There should not have been the hurry, though. There should never be any hurry. Urgency when necessary. Purpose, definitely. But not hurry. Hurry was messy. Hurry made mistakes.

Hurry got caught.

And there would never, ever be a capture.

But the child was a problem. There had been eye contact. It was the strangest, most innocent look. She was expecting someone good when she answered the door. What else would she expect? She’d likely never experienced anything else.

The girl was surprised in a way that caused a deep, twisting nausea.

There was some kind of recognition, some flash. Silent acknowledgement of universes colliding.

She’d only seen good.

What a bunch of bullshit.

Well, the killer was good. Good at exacting retribution on those who deserved it. Good in ways the Silver girl would never grow up to develop the reasoning powers to understand.

Which was too bad. Children understood things. Things adults could never seem to fathom.

Yes. The little girl was spooky.

So spooky that incriminating evidence might have been left behind. But only maybe.

Was it possible?

The emotion. It was awful. It made things cloudy.

Twenty-one victims.

Twenty the world was better off without.

The one exception rankled—but it was only five percent. Too much, but, mathematically speaking, it was a percentage that would go down as the body count went up.

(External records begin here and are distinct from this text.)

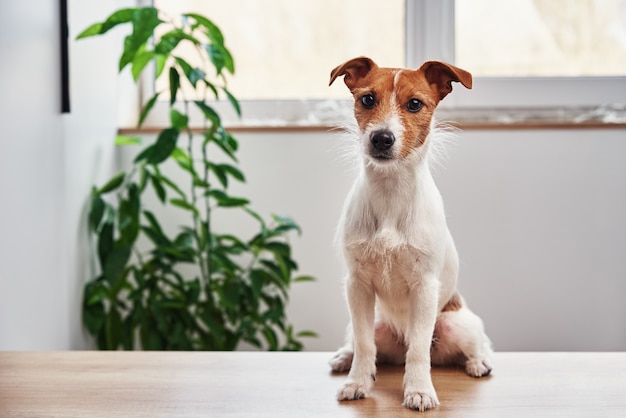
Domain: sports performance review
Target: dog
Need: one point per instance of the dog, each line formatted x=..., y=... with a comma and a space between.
x=401, y=258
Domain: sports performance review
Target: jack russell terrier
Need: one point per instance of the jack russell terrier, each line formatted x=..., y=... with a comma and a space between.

Ten of these killings that had been ruled “natural.” Five remained unsolved.

The rest had been blamed on the wrong person.

Shocking, but helpful.

The losers who took a rap for something they didn’t do were bonus victims.

Usually, they were not too much less deserving of their fates than the original victims. They were family members or business associates of the deceased, or drifters, or petty or serious criminals who happened to be too close to the action without an alibi. A handful of them were now behind bars for life. Two were awaiting execution—which, when it arrived, would be an especially delicious bonus.